* Vincent Lefevre <vinc...@vinc17.org> [2022-01-14 12:20]:
> On 2022-01-14 11:05:14 +0300, Jean Louis wrote:
> > I do not see anything that is "against" the RFC5322.
> 
> You misread it. See my other replies.
> 
> > It MAY, and it MAY NOT. There is no strict rule to it.
> 
> Indeed, it doesn't say "MAY NOT", so that "Re: " is not forbidden.
> But this does not mean that other prefixes are allowed.

Quite contrary, my understanding is that it implies that anything is
allowed in the Subject: line. That is foundation of basic freedom for
people to choose how their subject line should or would be.

Better file bug report on that RFC because what kind of standard it
is when it just provides vague instructions with "MAY". It was
capitalized with intention for people to understand that "MAY" implies
"OR MAY NOT".

The point and conclusion is all written in the RFC, this mutt settings
is just fine. It may be there and may be not. RFC says it.

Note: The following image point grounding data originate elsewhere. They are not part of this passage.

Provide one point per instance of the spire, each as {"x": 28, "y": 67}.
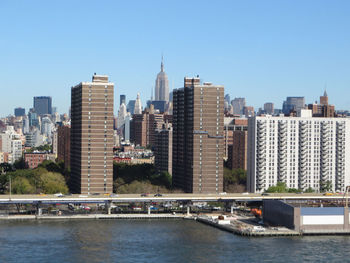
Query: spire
{"x": 162, "y": 65}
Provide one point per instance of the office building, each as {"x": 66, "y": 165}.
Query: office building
{"x": 269, "y": 108}
{"x": 131, "y": 106}
{"x": 323, "y": 109}
{"x": 20, "y": 112}
{"x": 63, "y": 145}
{"x": 238, "y": 104}
{"x": 237, "y": 151}
{"x": 294, "y": 104}
{"x": 42, "y": 105}
{"x": 138, "y": 105}
{"x": 162, "y": 85}
{"x": 304, "y": 152}
{"x": 248, "y": 111}
{"x": 163, "y": 149}
{"x": 143, "y": 128}
{"x": 122, "y": 99}
{"x": 198, "y": 113}
{"x": 92, "y": 136}
{"x": 231, "y": 126}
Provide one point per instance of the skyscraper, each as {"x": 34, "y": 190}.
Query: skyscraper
{"x": 20, "y": 112}
{"x": 122, "y": 99}
{"x": 92, "y": 136}
{"x": 198, "y": 121}
{"x": 268, "y": 108}
{"x": 238, "y": 104}
{"x": 162, "y": 85}
{"x": 138, "y": 105}
{"x": 42, "y": 105}
{"x": 293, "y": 104}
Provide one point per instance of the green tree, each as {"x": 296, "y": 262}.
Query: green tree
{"x": 326, "y": 186}
{"x": 309, "y": 190}
{"x": 280, "y": 187}
{"x": 52, "y": 183}
{"x": 21, "y": 185}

Anything is allowed anyway. But personally I think it is not
necessary, because there is name of the Subject field which is
"Subject: " -- so that alone duplicates the meaning of "in re" in
Lating. It is bug in the RFC. Just ignore it.

> > The true Lating meaning of "Re: " is hardly known to public,
> > IMHO.
> 
> I don't think there really need to know. It is common, standard, and
> people know that it is used in replies, and that's sufficient.

I don't agree. Anything in a computer program should be very
accessible and understandable to computer user. Anything else is lack
of accessibility. If person does not know what is "Forwarding Email"
that function will never be used. If people do not understand what
means "Re: " which became evident as fact worldwide, then they start
replacing it with their own language.

Intention with that RFC was to make a standard. But standard shall be
made based on people's needs, not on RFC writer needs. Even RFC
authors are trying to make best decisions, after some time new
decisions come and new RFCs are enacted. This is because standards are
and should be based for people, not for individual capricious
authors. While it was good idea in beginning to use "Re: " even the
english speaking population does not know Latin, and they think it is
reply to. Meanings are not quite same.

Being robotics to comply to some paper policy which is not policy,
and which could not be implemented properly over time is waste of
time. Do what people do, adopt people's consensus.

> > Thus RFC5322 does not contribute to overall understanding. It remains
> > as capricious decision by Latin language speaker who introduced it in
> > the document. It does not represent international consent.
> 
> The point is technical. Without a standard prefix, you could get
> accumulated ones, as it occurs in practice due to MUAs not following
> the RFC.

It is definitely disturbing to see "Re: Re: Re: " in subject lines.